In the exile there’s still prophets writing,
and in the restoration there’s still some prophets writing, Ezra and Nehemiah
are books that are written, there’s Zechariah, Malachi, so there are prophets
there writing too. But sandwiched into
all this period of time is this apocalyptic literature and if you look at the
content of the apocalyptic literature, forget now the style, we talked about
the style, the style is it’s dreams, visions, weird symbols, and all the rest
of it. But the content and purpose of
the literature is to assure believers, to give confidence to believers.
What we want to focus on because we’re not
going to get into the teaching of the apocalyptic literature, we want to finish
up this idea of separation, the doctrine of sanctification. I want you to start thinking as we move and
get to the end of the lesson you’ll see this start to emerge. The doctrine of separation presumes a situation
in which believers find themselves that was not true prior the exile. The situation envisioned from the exile on is
that believers are living outside the land, that believers are living in
Gentile power structures, that the pagan institutions dominate. You have isolated believers in all different
pagan lands unable to sacrifice, unable to worship in the temple, cut off from
a line of living prophets, existing by all their lonesome selves in a pagan
foreign land. That’s the situation, and it’s that situation that apocalyptic
literature was addressed to. You have
to understand that background.
Apocalyptic literature is addressed to believers isolated, suffering and
persecuted in a pagan society, and it’s a literature of hope.
In that sense the apocalyptic literature
differs from prophetic literature. If
you observe the book of Revelation what do you notice about the first three
chapters? It’s all about the
church. Thinking in terms of the Old
Testament, what type of literature is that? Is that apocalyptic or is that
prophetic? What is the content of those
churches? Christ is acting almost like
an inspecting general, He comes walking into the congregation and He says
you’ve done this good but you’ve done this bad. That’s much more like the Old Testament prophets. So the first three chapters of Revelation
tend to be kind of like, in style, Old Testament prophetic literature. But starting in Revelation 4 and moving on
through the rest of the book it’s very apocalyptic. There there’s no address condemning the church, there’s no
address that chews people out, it’s all the story of the persecuted believers
existing in a pagan society that is going to be judged and the final
terminating act of history. That’s how
all this interplays. That’s why when
you look at the chart and see exile you see two doctrines, the doctrine of
sanctification and the doctrine of revelation/inspiration, that’s the
connection. The doctrine of separation
addresses the issue of believers living in a pagan land, how do they live in a
pagan society. Obviously in order to do
that they need extra support. The extra
support comes out of this apocalyptic literature.

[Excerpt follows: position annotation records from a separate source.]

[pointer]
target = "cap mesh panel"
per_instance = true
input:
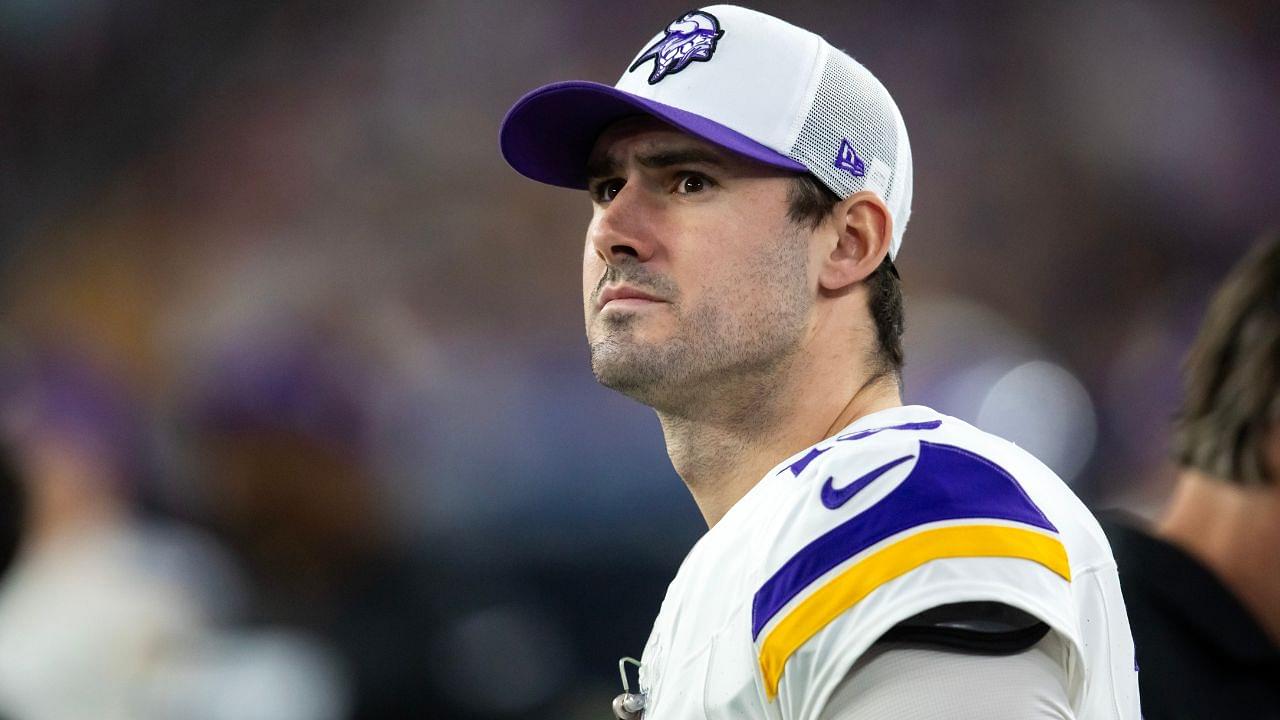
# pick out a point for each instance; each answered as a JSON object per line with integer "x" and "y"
{"x": 850, "y": 104}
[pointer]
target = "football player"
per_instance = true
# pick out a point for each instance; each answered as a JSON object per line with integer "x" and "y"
{"x": 750, "y": 188}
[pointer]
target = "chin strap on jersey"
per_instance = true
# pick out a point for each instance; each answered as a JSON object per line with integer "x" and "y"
{"x": 627, "y": 706}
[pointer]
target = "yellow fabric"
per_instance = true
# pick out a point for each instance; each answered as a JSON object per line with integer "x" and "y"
{"x": 858, "y": 580}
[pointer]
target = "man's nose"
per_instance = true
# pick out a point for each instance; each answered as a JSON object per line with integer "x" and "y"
{"x": 626, "y": 227}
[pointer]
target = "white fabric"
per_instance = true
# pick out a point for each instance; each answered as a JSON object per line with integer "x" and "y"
{"x": 703, "y": 661}
{"x": 918, "y": 683}
{"x": 794, "y": 92}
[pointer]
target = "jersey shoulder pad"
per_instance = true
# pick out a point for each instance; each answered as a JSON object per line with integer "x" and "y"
{"x": 885, "y": 524}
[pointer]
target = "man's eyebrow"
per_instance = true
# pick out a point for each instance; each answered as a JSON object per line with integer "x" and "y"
{"x": 611, "y": 165}
{"x": 681, "y": 156}
{"x": 602, "y": 167}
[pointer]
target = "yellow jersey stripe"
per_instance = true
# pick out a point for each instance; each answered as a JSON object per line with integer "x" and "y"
{"x": 856, "y": 582}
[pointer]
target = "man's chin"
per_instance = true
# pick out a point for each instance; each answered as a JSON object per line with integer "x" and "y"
{"x": 629, "y": 369}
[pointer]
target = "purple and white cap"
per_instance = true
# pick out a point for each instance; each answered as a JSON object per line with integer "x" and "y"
{"x": 744, "y": 81}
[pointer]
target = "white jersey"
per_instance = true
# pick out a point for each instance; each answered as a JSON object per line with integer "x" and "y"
{"x": 903, "y": 511}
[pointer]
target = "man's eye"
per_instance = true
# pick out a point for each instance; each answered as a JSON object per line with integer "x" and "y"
{"x": 607, "y": 190}
{"x": 689, "y": 185}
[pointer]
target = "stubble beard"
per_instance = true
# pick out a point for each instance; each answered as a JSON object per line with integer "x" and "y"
{"x": 718, "y": 359}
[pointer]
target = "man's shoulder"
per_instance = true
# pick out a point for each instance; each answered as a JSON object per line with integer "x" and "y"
{"x": 903, "y": 511}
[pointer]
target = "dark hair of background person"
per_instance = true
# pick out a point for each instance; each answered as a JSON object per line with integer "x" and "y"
{"x": 1233, "y": 374}
{"x": 12, "y": 506}
{"x": 810, "y": 203}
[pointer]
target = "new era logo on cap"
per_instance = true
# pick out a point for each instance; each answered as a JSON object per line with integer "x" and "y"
{"x": 848, "y": 160}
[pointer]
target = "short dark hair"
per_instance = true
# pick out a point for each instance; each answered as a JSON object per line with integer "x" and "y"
{"x": 1233, "y": 374}
{"x": 810, "y": 203}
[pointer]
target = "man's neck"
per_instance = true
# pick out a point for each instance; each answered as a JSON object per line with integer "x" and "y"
{"x": 1234, "y": 531}
{"x": 722, "y": 456}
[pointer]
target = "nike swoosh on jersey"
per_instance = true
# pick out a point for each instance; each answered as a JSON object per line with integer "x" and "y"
{"x": 833, "y": 497}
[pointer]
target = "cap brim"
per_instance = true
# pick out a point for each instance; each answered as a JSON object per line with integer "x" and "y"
{"x": 548, "y": 135}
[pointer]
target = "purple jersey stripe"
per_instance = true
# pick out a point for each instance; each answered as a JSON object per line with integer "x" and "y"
{"x": 946, "y": 483}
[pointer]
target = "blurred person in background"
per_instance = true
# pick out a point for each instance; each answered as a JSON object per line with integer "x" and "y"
{"x": 10, "y": 510}
{"x": 280, "y": 424}
{"x": 114, "y": 615}
{"x": 1202, "y": 584}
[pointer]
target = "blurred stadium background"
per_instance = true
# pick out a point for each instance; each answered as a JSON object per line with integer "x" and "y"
{"x": 292, "y": 363}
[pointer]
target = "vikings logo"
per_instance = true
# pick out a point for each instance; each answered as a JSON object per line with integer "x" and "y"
{"x": 689, "y": 37}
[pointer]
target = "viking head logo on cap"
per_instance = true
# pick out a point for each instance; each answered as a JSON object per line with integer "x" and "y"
{"x": 689, "y": 37}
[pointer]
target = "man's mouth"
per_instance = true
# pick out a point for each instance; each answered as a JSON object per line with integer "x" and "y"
{"x": 625, "y": 296}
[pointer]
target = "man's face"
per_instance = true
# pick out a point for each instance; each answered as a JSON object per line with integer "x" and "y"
{"x": 694, "y": 279}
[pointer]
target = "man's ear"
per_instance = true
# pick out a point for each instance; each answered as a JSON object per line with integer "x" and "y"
{"x": 863, "y": 232}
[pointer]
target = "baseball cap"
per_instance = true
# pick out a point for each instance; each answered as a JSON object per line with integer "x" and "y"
{"x": 741, "y": 80}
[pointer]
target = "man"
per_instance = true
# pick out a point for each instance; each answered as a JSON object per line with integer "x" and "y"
{"x": 750, "y": 187}
{"x": 1203, "y": 586}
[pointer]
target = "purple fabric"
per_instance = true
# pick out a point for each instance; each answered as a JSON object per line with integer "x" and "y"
{"x": 860, "y": 434}
{"x": 548, "y": 135}
{"x": 946, "y": 483}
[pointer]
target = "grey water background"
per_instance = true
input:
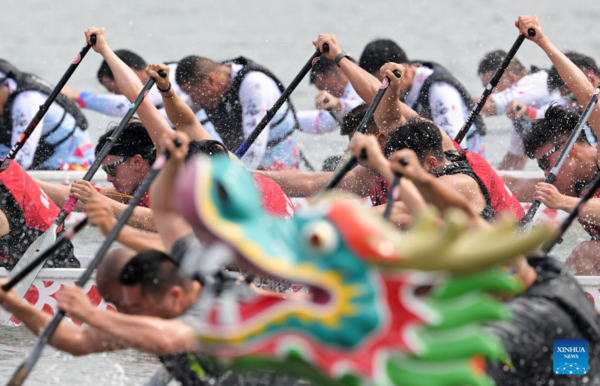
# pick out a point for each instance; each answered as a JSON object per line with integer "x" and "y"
{"x": 44, "y": 36}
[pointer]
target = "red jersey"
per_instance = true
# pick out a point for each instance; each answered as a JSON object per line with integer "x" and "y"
{"x": 502, "y": 199}
{"x": 30, "y": 213}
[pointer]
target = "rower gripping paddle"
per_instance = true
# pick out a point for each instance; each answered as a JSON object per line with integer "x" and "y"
{"x": 348, "y": 161}
{"x": 25, "y": 368}
{"x": 528, "y": 218}
{"x": 44, "y": 108}
{"x": 243, "y": 149}
{"x": 490, "y": 87}
{"x": 47, "y": 240}
{"x": 391, "y": 196}
{"x": 594, "y": 185}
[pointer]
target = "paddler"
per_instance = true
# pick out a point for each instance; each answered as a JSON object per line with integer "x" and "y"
{"x": 236, "y": 94}
{"x": 60, "y": 142}
{"x": 427, "y": 87}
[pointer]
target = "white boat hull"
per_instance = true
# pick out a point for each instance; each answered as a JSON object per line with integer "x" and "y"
{"x": 43, "y": 291}
{"x": 42, "y": 294}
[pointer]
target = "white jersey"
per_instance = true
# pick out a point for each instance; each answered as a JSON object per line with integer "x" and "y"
{"x": 257, "y": 94}
{"x": 54, "y": 128}
{"x": 118, "y": 105}
{"x": 322, "y": 121}
{"x": 531, "y": 89}
{"x": 448, "y": 110}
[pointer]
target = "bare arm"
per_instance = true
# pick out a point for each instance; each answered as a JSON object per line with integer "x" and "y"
{"x": 434, "y": 191}
{"x": 573, "y": 77}
{"x": 297, "y": 183}
{"x": 552, "y": 198}
{"x": 171, "y": 225}
{"x": 149, "y": 334}
{"x": 130, "y": 85}
{"x": 68, "y": 337}
{"x": 180, "y": 114}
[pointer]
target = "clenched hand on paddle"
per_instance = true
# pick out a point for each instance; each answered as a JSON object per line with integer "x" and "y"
{"x": 30, "y": 261}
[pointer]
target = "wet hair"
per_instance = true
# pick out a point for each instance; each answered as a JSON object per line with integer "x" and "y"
{"x": 133, "y": 140}
{"x": 323, "y": 67}
{"x": 558, "y": 124}
{"x": 155, "y": 271}
{"x": 207, "y": 147}
{"x": 492, "y": 60}
{"x": 131, "y": 59}
{"x": 354, "y": 117}
{"x": 331, "y": 163}
{"x": 583, "y": 62}
{"x": 379, "y": 52}
{"x": 420, "y": 135}
{"x": 194, "y": 69}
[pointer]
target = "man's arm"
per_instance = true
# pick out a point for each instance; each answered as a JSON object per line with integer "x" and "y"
{"x": 170, "y": 225}
{"x": 68, "y": 337}
{"x": 573, "y": 77}
{"x": 179, "y": 113}
{"x": 298, "y": 183}
{"x": 548, "y": 195}
{"x": 130, "y": 85}
{"x": 25, "y": 107}
{"x": 441, "y": 195}
{"x": 100, "y": 214}
{"x": 447, "y": 108}
{"x": 149, "y": 334}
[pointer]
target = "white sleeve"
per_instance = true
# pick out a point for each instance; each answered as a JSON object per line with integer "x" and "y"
{"x": 531, "y": 90}
{"x": 349, "y": 100}
{"x": 447, "y": 107}
{"x": 25, "y": 106}
{"x": 515, "y": 144}
{"x": 316, "y": 121}
{"x": 258, "y": 93}
{"x": 108, "y": 104}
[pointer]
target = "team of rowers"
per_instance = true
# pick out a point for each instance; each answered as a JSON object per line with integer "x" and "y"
{"x": 214, "y": 107}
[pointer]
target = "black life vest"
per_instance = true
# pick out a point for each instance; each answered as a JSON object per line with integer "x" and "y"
{"x": 227, "y": 116}
{"x": 441, "y": 74}
{"x": 460, "y": 165}
{"x": 188, "y": 369}
{"x": 30, "y": 213}
{"x": 30, "y": 82}
{"x": 592, "y": 229}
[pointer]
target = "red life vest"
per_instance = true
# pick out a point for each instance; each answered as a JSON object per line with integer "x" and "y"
{"x": 502, "y": 199}
{"x": 274, "y": 200}
{"x": 378, "y": 193}
{"x": 30, "y": 213}
{"x": 592, "y": 229}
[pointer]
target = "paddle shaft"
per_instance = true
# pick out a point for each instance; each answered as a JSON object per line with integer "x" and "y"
{"x": 40, "y": 259}
{"x": 243, "y": 149}
{"x": 110, "y": 141}
{"x": 348, "y": 161}
{"x": 594, "y": 185}
{"x": 490, "y": 87}
{"x": 44, "y": 108}
{"x": 26, "y": 367}
{"x": 391, "y": 197}
{"x": 563, "y": 156}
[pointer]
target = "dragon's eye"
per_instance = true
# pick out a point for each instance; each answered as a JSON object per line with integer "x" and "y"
{"x": 223, "y": 195}
{"x": 321, "y": 237}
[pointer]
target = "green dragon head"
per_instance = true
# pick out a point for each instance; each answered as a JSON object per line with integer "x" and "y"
{"x": 383, "y": 307}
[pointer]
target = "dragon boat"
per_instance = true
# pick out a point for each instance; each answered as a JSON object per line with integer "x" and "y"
{"x": 42, "y": 292}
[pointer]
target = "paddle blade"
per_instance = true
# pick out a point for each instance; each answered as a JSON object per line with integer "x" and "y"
{"x": 42, "y": 243}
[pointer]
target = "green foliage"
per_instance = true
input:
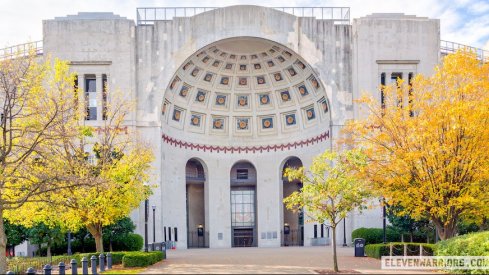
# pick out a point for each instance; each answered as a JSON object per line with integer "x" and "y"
{"x": 141, "y": 259}
{"x": 412, "y": 249}
{"x": 43, "y": 234}
{"x": 472, "y": 244}
{"x": 128, "y": 242}
{"x": 403, "y": 223}
{"x": 16, "y": 234}
{"x": 375, "y": 235}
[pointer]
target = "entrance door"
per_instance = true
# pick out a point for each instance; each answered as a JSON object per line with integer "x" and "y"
{"x": 243, "y": 216}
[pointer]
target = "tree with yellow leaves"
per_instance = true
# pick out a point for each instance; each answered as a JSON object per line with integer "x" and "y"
{"x": 118, "y": 171}
{"x": 331, "y": 189}
{"x": 36, "y": 100}
{"x": 429, "y": 153}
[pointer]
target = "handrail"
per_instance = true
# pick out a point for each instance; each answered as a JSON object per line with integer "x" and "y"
{"x": 447, "y": 47}
{"x": 149, "y": 15}
{"x": 22, "y": 50}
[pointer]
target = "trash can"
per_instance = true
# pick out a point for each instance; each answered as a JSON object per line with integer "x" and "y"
{"x": 359, "y": 247}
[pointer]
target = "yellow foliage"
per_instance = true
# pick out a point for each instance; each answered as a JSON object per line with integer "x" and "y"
{"x": 429, "y": 153}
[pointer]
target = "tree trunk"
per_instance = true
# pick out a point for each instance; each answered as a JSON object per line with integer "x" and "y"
{"x": 96, "y": 231}
{"x": 335, "y": 258}
{"x": 3, "y": 246}
{"x": 446, "y": 231}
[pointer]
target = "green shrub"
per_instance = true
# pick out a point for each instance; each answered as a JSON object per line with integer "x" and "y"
{"x": 375, "y": 235}
{"x": 472, "y": 244}
{"x": 379, "y": 250}
{"x": 128, "y": 242}
{"x": 141, "y": 259}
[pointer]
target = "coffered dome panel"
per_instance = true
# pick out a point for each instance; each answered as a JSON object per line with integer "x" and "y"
{"x": 245, "y": 91}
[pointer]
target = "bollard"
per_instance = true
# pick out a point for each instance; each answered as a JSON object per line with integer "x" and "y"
{"x": 109, "y": 260}
{"x": 93, "y": 260}
{"x": 74, "y": 267}
{"x": 102, "y": 262}
{"x": 163, "y": 249}
{"x": 62, "y": 268}
{"x": 85, "y": 266}
{"x": 47, "y": 269}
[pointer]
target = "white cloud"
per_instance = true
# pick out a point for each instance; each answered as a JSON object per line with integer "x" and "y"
{"x": 462, "y": 21}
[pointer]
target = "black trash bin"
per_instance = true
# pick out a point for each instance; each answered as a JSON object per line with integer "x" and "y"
{"x": 359, "y": 247}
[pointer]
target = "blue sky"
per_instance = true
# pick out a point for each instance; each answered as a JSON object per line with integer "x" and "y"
{"x": 462, "y": 21}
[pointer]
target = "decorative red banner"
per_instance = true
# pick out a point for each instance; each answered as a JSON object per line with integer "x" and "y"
{"x": 245, "y": 149}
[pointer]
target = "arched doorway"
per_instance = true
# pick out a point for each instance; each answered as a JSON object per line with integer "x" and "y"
{"x": 243, "y": 205}
{"x": 293, "y": 223}
{"x": 197, "y": 234}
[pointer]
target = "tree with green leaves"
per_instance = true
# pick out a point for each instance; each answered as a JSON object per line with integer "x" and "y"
{"x": 331, "y": 189}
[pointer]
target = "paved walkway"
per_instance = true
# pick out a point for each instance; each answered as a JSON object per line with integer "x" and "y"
{"x": 283, "y": 260}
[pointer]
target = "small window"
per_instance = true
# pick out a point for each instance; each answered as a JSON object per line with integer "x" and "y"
{"x": 242, "y": 174}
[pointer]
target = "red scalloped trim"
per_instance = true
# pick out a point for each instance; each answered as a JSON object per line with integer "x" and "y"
{"x": 247, "y": 149}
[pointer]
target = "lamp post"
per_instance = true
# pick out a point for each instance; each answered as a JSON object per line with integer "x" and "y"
{"x": 69, "y": 243}
{"x": 383, "y": 221}
{"x": 154, "y": 224}
{"x": 146, "y": 210}
{"x": 344, "y": 232}
{"x": 200, "y": 233}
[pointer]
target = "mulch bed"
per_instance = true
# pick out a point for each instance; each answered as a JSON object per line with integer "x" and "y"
{"x": 330, "y": 271}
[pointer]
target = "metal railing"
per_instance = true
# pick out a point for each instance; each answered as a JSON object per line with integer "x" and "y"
{"x": 148, "y": 15}
{"x": 448, "y": 47}
{"x": 293, "y": 237}
{"x": 22, "y": 50}
{"x": 196, "y": 240}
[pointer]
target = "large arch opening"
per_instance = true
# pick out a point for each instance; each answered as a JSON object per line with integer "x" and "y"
{"x": 197, "y": 234}
{"x": 293, "y": 222}
{"x": 243, "y": 205}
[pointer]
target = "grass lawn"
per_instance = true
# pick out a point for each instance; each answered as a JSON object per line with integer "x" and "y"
{"x": 118, "y": 269}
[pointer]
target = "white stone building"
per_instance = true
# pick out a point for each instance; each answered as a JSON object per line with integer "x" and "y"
{"x": 230, "y": 96}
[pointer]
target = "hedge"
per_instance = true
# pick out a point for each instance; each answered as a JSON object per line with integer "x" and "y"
{"x": 472, "y": 244}
{"x": 379, "y": 250}
{"x": 131, "y": 258}
{"x": 141, "y": 259}
{"x": 128, "y": 242}
{"x": 375, "y": 235}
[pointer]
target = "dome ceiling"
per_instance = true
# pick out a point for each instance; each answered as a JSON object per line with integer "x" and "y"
{"x": 246, "y": 88}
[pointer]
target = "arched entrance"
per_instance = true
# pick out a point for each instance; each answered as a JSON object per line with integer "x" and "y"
{"x": 197, "y": 234}
{"x": 293, "y": 223}
{"x": 243, "y": 205}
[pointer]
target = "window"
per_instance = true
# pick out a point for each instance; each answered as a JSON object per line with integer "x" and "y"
{"x": 394, "y": 78}
{"x": 91, "y": 97}
{"x": 242, "y": 174}
{"x": 75, "y": 90}
{"x": 104, "y": 97}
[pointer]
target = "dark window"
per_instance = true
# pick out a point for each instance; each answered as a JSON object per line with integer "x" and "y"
{"x": 75, "y": 90}
{"x": 104, "y": 97}
{"x": 382, "y": 95}
{"x": 90, "y": 85}
{"x": 242, "y": 174}
{"x": 410, "y": 95}
{"x": 394, "y": 78}
{"x": 91, "y": 97}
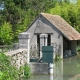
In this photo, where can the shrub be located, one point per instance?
(10, 72)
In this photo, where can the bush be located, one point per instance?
(10, 72)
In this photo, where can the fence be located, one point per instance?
(7, 48)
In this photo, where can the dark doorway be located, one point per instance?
(38, 43)
(49, 40)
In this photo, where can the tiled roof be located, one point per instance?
(62, 26)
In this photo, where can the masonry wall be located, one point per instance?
(47, 28)
(73, 47)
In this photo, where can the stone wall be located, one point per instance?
(19, 57)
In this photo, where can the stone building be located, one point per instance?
(52, 30)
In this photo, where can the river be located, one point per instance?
(66, 69)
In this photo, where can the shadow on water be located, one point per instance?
(67, 69)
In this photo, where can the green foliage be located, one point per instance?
(7, 71)
(6, 34)
(10, 72)
(27, 72)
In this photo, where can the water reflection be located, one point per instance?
(62, 70)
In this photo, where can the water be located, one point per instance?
(67, 69)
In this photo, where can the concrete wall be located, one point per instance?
(47, 28)
(39, 68)
(73, 47)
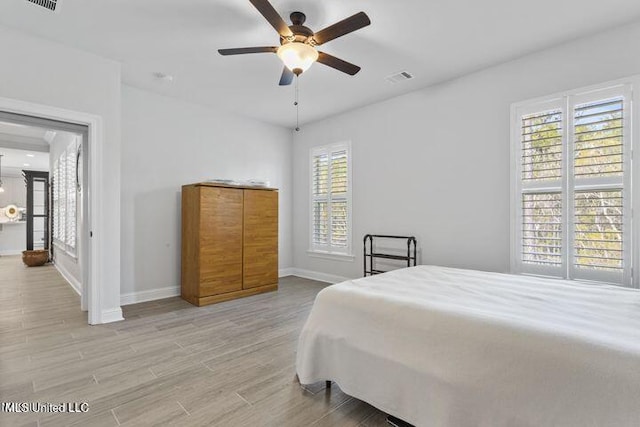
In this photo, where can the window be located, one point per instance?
(64, 198)
(572, 198)
(331, 199)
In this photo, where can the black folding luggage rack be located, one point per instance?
(371, 256)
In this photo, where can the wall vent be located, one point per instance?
(399, 77)
(47, 4)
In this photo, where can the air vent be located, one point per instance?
(47, 4)
(399, 77)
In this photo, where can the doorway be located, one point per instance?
(62, 223)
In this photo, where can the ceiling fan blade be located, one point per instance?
(243, 50)
(341, 28)
(287, 77)
(274, 18)
(337, 63)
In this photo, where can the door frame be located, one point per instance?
(93, 250)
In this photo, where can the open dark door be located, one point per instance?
(38, 230)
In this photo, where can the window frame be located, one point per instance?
(328, 251)
(567, 101)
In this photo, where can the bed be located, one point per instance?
(439, 346)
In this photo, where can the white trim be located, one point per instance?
(73, 282)
(149, 295)
(111, 315)
(11, 252)
(284, 272)
(333, 256)
(93, 282)
(316, 275)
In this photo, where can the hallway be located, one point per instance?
(169, 362)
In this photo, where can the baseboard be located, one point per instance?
(316, 275)
(73, 282)
(173, 291)
(284, 272)
(10, 253)
(150, 295)
(112, 315)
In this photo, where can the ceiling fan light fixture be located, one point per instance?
(297, 57)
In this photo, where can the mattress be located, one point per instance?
(441, 346)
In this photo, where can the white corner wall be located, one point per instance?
(435, 163)
(167, 143)
(39, 71)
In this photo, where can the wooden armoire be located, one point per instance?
(229, 242)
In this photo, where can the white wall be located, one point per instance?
(435, 163)
(13, 236)
(39, 71)
(167, 143)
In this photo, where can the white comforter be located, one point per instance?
(447, 347)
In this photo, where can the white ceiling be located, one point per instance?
(22, 137)
(16, 160)
(434, 40)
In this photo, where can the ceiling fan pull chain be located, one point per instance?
(297, 105)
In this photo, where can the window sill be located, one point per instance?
(331, 255)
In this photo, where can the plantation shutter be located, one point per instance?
(331, 198)
(71, 197)
(541, 227)
(572, 186)
(601, 221)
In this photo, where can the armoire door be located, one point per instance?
(260, 238)
(220, 240)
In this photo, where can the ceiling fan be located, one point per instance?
(298, 43)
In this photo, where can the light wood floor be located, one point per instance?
(169, 363)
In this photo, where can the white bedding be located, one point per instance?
(440, 346)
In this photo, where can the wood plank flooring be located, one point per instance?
(168, 363)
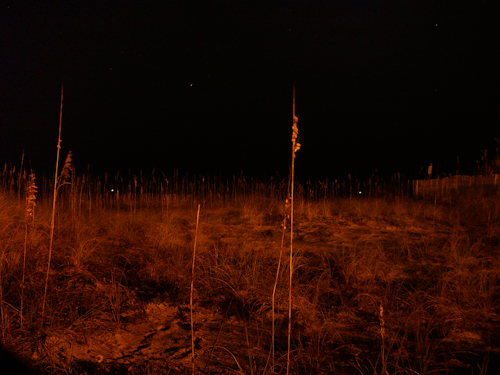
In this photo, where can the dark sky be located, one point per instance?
(206, 86)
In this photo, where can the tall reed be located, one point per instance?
(295, 148)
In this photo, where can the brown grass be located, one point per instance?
(118, 292)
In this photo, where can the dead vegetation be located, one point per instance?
(427, 271)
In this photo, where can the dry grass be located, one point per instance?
(119, 284)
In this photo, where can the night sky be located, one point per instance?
(206, 86)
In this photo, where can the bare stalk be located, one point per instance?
(191, 297)
(53, 208)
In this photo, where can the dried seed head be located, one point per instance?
(31, 197)
(66, 168)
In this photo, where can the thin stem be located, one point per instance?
(191, 297)
(53, 208)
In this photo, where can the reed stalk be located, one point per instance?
(191, 294)
(295, 148)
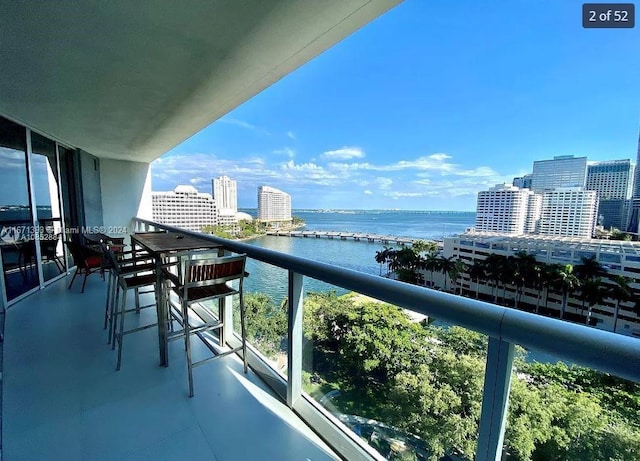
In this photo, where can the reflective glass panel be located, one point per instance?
(45, 179)
(16, 225)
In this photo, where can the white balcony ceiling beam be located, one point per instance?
(130, 79)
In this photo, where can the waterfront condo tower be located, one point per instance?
(225, 193)
(273, 205)
(569, 212)
(505, 208)
(613, 180)
(184, 207)
(634, 221)
(561, 171)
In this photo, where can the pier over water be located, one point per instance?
(356, 236)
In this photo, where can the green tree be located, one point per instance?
(523, 265)
(477, 272)
(494, 268)
(448, 268)
(621, 292)
(592, 292)
(567, 283)
(430, 263)
(266, 323)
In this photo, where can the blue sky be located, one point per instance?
(425, 106)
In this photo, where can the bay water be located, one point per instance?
(360, 256)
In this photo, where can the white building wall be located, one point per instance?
(185, 207)
(273, 205)
(504, 208)
(619, 258)
(126, 193)
(225, 193)
(561, 171)
(534, 211)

Tonight we’re going to continue focusing on
the doctrine of separation. Turn to
page 67 in the notes, we’ll mention a few things and then we’ll get into some
text. I cite the two classic
references, most believers know these verses: separation from worldly culture,
Romans 12:2, “And be not fashioned according to this world: but be ye
transformed by the renewing of your mind, that ye may prove that is that good
and acceptable and perfect will of God.”
There’s the classic New Testament text on separation. Notice that the separation emphasis in
Romans 12:2 isn’t on where you’re living; it isn’t on what you’re doing. The emphasis is on how you think, how you
think in your heart. The separation of
Scripture originates down at that map level, down at the basic operating
system, that’s where the failures happen.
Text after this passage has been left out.